I’ll say it this way instead: there must be spontaneous appreciation of each other’s roles. Neither the SAHM nor the working parent must see the other as having it easy.
- This situation of the pairing of one SAHM and one working parent ideally should be talked about, through, around, up and down before commiting. There are many pros and cons. However, if you just fall into it, one or the other can start to feel that they are the one making a sacrifice and resentment starts to set in.
(One SAHM was truly horrified by her husband’s angry admission that he thoroughly hated the fact that she got to spend so much time with the children while he sacrificed himself, working hard to support the family!)
A Journey of Self-Discovery
Being a SAHM can lead you on a journey of self discovery – you discover new passions and skills. For example, I loved to create costumes, help with school projects and tutor my kids. This led me to realise how much I loved teaching, bringing information to life and sometimes turning boring information into something new and exciting.

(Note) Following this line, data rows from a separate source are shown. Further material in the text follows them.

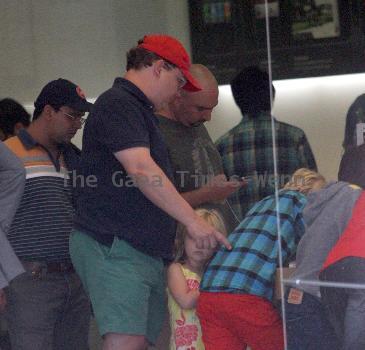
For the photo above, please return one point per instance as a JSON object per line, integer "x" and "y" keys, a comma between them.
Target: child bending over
{"x": 234, "y": 307}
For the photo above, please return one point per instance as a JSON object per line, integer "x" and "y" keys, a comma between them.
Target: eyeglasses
{"x": 74, "y": 118}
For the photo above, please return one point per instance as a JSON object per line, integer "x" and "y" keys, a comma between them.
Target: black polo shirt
{"x": 108, "y": 204}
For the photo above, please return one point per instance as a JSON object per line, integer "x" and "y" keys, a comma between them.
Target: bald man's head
{"x": 195, "y": 108}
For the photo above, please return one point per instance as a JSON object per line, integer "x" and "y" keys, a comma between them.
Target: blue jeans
{"x": 48, "y": 311}
{"x": 308, "y": 327}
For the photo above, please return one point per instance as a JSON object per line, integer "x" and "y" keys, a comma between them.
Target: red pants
{"x": 233, "y": 321}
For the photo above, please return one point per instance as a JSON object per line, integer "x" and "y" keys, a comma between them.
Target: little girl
{"x": 183, "y": 279}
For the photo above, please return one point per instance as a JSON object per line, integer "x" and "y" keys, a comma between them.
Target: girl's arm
{"x": 178, "y": 288}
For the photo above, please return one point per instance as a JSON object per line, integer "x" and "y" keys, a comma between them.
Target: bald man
{"x": 196, "y": 163}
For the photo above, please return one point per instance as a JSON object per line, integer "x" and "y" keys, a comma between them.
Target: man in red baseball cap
{"x": 125, "y": 224}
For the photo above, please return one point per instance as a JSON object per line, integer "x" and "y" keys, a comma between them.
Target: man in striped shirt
{"x": 235, "y": 307}
{"x": 47, "y": 307}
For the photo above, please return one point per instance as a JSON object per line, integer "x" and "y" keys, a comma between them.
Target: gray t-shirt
{"x": 194, "y": 160}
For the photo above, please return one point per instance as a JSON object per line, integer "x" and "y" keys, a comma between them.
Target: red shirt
{"x": 352, "y": 241}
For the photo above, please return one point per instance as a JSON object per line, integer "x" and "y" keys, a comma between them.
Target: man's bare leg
{"x": 116, "y": 341}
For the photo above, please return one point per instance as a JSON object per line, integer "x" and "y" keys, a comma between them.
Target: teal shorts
{"x": 125, "y": 286}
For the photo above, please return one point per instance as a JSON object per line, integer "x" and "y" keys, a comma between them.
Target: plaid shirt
{"x": 250, "y": 266}
{"x": 247, "y": 151}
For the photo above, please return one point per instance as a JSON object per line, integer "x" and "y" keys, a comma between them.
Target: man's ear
{"x": 17, "y": 127}
{"x": 48, "y": 111}
{"x": 157, "y": 67}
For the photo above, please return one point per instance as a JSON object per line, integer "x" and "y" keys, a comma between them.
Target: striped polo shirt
{"x": 43, "y": 222}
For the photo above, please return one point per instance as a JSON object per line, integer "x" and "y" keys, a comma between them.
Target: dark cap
{"x": 62, "y": 92}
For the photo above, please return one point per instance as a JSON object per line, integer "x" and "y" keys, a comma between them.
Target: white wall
{"x": 86, "y": 41}
{"x": 81, "y": 40}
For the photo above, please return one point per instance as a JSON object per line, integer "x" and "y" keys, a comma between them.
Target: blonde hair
{"x": 304, "y": 180}
{"x": 212, "y": 217}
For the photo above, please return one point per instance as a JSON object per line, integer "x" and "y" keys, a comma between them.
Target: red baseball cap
{"x": 171, "y": 50}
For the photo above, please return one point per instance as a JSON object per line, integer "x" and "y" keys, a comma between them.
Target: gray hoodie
{"x": 326, "y": 216}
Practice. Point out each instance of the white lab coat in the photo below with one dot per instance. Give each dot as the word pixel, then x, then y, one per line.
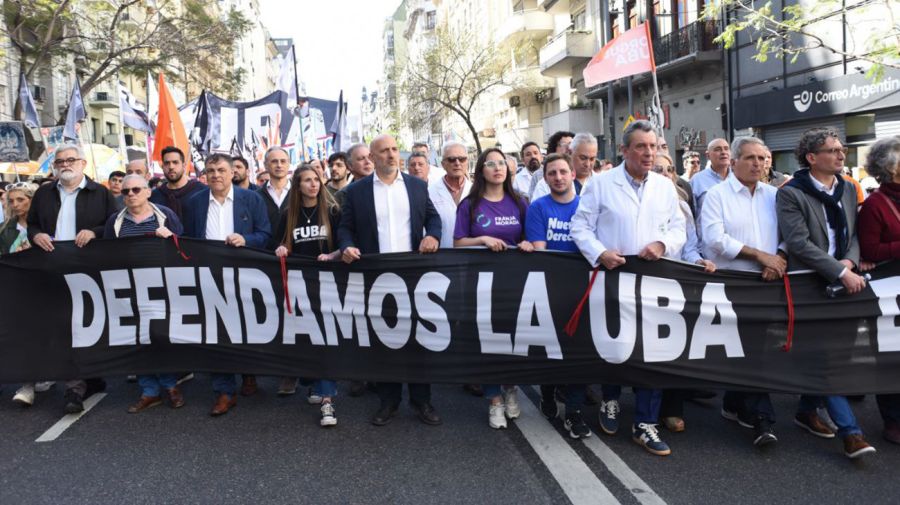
pixel 610 216
pixel 446 207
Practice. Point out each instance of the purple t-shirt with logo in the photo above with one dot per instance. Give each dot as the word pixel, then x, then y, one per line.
pixel 501 220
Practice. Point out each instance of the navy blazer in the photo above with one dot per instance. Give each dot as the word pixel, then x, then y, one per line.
pixel 359 227
pixel 250 218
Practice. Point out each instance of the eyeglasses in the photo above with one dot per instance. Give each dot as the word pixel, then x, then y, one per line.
pixel 64 162
pixel 833 151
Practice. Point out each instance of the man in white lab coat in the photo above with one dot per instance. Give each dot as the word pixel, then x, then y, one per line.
pixel 449 190
pixel 629 211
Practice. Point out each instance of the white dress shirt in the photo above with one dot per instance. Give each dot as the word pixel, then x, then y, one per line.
pixel 278 199
pixel 220 219
pixel 392 214
pixel 733 218
pixel 446 207
pixel 610 216
pixel 66 229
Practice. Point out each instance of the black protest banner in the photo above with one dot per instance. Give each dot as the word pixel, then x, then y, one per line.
pixel 136 306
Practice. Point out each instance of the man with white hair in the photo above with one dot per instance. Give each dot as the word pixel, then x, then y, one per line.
pixel 75 208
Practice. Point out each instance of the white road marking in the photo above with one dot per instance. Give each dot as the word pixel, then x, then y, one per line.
pixel 576 479
pixel 623 472
pixel 69 419
pixel 635 485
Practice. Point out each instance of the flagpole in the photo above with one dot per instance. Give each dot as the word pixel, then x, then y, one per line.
pixel 297 105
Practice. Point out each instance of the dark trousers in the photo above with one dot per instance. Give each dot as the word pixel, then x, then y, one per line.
pixel 749 406
pixel 391 393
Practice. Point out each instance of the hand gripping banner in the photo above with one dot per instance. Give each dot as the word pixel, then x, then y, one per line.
pixel 459 316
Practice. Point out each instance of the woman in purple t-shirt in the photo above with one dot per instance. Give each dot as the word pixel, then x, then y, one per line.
pixel 493 216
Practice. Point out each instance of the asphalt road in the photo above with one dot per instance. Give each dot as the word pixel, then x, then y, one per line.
pixel 271 450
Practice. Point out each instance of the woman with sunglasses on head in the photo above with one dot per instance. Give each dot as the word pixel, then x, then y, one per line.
pixel 493 216
pixel 671 409
pixel 308 227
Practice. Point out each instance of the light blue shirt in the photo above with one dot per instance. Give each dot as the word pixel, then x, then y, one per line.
pixel 702 182
pixel 65 220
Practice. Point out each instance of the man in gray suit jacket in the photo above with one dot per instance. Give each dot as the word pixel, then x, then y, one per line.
pixel 817 220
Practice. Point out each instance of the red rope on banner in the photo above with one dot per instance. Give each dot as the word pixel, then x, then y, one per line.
pixel 572 325
pixel 287 295
pixel 790 299
pixel 184 256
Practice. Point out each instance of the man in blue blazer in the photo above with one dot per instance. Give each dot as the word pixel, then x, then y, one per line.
pixel 237 216
pixel 387 212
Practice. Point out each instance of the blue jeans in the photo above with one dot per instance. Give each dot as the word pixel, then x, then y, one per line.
pixel 646 402
pixel 325 388
pixel 224 383
pixel 151 384
pixel 838 408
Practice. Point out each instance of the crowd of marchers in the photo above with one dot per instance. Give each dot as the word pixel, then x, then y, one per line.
pixel 737 213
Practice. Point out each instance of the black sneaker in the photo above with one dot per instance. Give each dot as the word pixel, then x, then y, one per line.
pixel 763 434
pixel 549 407
pixel 576 426
pixel 74 403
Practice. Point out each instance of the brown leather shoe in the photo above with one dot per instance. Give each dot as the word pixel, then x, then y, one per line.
pixel 810 422
pixel 856 446
pixel 223 403
pixel 144 403
pixel 176 401
pixel 248 386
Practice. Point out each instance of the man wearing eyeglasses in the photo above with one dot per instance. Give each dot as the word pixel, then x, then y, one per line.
pixel 817 219
pixel 75 208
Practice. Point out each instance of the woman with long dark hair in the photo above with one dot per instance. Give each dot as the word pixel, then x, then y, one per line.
pixel 308 227
pixel 493 216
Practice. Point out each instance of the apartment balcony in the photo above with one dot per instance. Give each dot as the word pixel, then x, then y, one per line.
pixel 525 80
pixel 529 24
pixel 566 50
pixel 694 41
pixel 554 6
pixel 103 100
pixel 573 120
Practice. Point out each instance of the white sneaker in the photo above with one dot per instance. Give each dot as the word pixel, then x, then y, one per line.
pixel 497 416
pixel 25 395
pixel 511 398
pixel 43 387
pixel 328 418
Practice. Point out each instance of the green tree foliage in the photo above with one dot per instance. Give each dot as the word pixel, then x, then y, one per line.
pixel 872 28
pixel 189 40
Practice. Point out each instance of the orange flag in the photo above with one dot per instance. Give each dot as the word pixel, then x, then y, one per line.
pixel 169 128
pixel 630 53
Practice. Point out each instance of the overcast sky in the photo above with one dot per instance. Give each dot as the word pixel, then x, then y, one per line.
pixel 338 42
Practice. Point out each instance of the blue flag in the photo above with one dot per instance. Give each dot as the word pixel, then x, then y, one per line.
pixel 76 113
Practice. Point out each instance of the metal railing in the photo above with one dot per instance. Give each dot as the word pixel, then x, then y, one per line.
pixel 693 38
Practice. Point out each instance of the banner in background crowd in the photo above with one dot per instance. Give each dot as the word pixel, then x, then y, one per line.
pixel 458 316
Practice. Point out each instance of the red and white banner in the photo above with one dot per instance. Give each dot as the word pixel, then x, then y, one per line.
pixel 630 53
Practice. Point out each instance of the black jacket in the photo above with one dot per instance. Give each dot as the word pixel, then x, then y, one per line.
pixel 93 205
pixel 273 211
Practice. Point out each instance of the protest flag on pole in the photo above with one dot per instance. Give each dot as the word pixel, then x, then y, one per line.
pixel 169 128
pixel 76 113
pixel 29 110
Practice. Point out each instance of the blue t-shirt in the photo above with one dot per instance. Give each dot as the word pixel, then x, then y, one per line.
pixel 550 221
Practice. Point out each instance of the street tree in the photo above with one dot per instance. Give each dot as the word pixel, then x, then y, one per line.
pixel 186 39
pixel 872 28
pixel 450 76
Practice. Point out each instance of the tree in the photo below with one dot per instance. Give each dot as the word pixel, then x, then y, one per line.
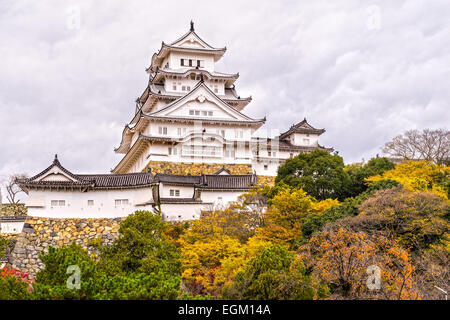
pixel 288 209
pixel 341 258
pixel 349 208
pixel 319 173
pixel 12 287
pixel 275 275
pixel 418 176
pixel 141 264
pixel 416 219
pixel 142 246
pixel 429 145
pixel 12 188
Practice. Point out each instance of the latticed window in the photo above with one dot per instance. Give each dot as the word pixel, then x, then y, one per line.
pixel 56 203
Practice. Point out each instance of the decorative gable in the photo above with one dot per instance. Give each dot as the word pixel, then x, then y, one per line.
pixel 201 102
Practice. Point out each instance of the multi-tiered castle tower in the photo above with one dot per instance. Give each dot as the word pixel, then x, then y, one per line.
pixel 189 113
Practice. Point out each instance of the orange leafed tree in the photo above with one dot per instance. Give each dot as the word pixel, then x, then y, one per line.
pixel 342 258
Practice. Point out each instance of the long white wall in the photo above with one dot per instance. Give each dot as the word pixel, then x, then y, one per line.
pixel 76 203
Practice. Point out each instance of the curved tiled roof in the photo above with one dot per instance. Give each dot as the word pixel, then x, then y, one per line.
pixel 302 127
pixel 94 181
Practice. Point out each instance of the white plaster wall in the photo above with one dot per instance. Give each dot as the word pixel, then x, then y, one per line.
pixel 185 192
pixel 298 139
pixel 179 212
pixel 175 60
pixel 214 197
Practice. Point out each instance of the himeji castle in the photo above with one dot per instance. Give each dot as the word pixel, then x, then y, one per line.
pixel 188 147
pixel 191 113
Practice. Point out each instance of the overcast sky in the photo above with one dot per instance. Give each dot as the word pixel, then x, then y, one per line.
pixel 70 71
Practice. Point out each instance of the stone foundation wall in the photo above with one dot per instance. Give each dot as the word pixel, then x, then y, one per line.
pixel 40 233
pixel 17 209
pixel 186 168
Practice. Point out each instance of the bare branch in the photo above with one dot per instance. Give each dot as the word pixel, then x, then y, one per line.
pixel 430 145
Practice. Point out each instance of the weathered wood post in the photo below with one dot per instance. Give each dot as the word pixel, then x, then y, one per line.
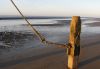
pixel 74 43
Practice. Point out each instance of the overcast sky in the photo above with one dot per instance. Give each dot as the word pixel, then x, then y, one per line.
pixel 52 7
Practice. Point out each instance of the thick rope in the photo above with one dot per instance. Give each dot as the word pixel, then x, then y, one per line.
pixel 33 29
pixel 41 38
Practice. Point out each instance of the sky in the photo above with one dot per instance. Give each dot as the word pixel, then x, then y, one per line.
pixel 89 8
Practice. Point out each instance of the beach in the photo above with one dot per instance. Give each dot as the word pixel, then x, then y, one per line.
pixel 52 57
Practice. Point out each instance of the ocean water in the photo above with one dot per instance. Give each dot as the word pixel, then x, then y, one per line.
pixel 25 38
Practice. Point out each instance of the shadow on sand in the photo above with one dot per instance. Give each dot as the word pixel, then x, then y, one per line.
pixel 86 62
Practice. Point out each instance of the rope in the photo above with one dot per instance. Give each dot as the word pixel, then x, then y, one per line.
pixel 41 38
pixel 33 29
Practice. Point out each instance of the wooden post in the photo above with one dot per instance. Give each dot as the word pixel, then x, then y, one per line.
pixel 74 43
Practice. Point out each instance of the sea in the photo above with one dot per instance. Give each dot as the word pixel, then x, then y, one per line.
pixel 16 35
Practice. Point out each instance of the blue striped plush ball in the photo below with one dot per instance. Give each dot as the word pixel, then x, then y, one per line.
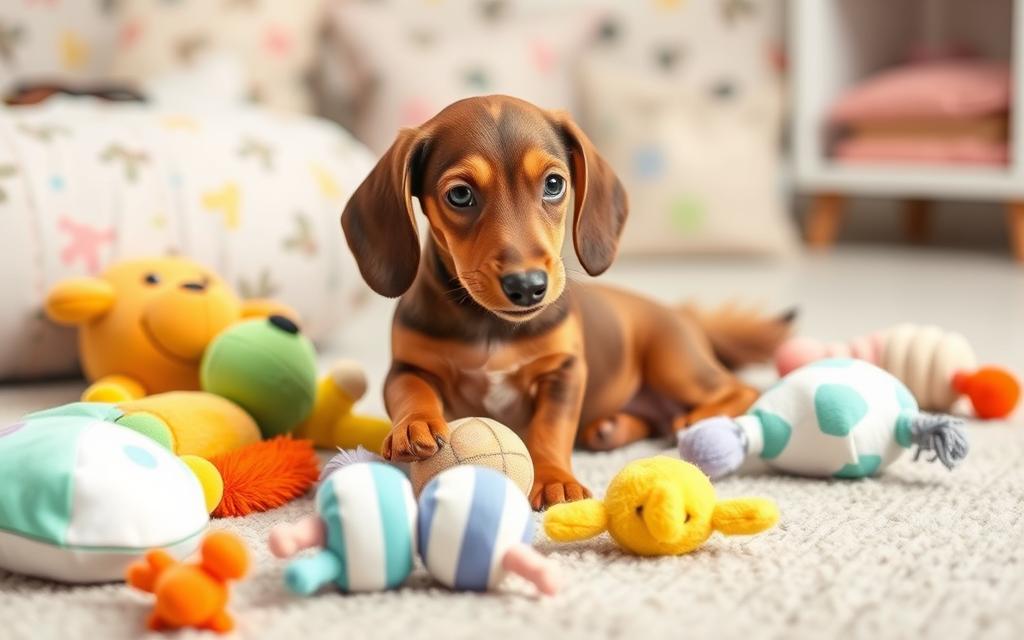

Trying to create delicious but always healthy meals and snacks for my family meant I fell in love with just learning to use any ingredients I could lay hands on creatively. So my SAHM years meant I taught myself how to sew and cook and bake creatively. It also led me to move forward with my passion for teaching which I’ve managed to incorporate into my career.
My SAHM years also mean that I know many other SAHMs whose children are now “independent” teenagers or adults. Most of them have moved on to continue successful careers or started new careers altogether. Some of those new careers are ones they almost fell into because of a gap they identified during their SAHM years.
One woman now grows fresh organic vegetables which she supplies to individuals and restaurants. Another started up a business making fresh and healthy snacks and meals.
Without exception, they all say that money could never buy the benefits of being a SAHM. Benefits to their children, their homes and their own characters and strength. Would they make that same choice again? Without exception, “Yes” is what they all say.
One could say that they have to say yes or they’d be admitting they made a major life choice mistake. Well, on that front, I can’t see beyond what I say and know of them but for myself, it’s the truth. Why?
Because (grammar, tsk) it’s not something that is a trap, you can stop being a SAHM. Easier said than done, depending on circumstances, I know but that’s why you should always have a Plan B. Always. So that if it all starts to go horribly wrong at any point, you can change your mind post haste.
Plan ahead. Always. Don’t just fall into it. Plan it.
Are you a Stay at home mom?
Have you ever felt any regrets about it?
What brings you the most joy as a SAHM?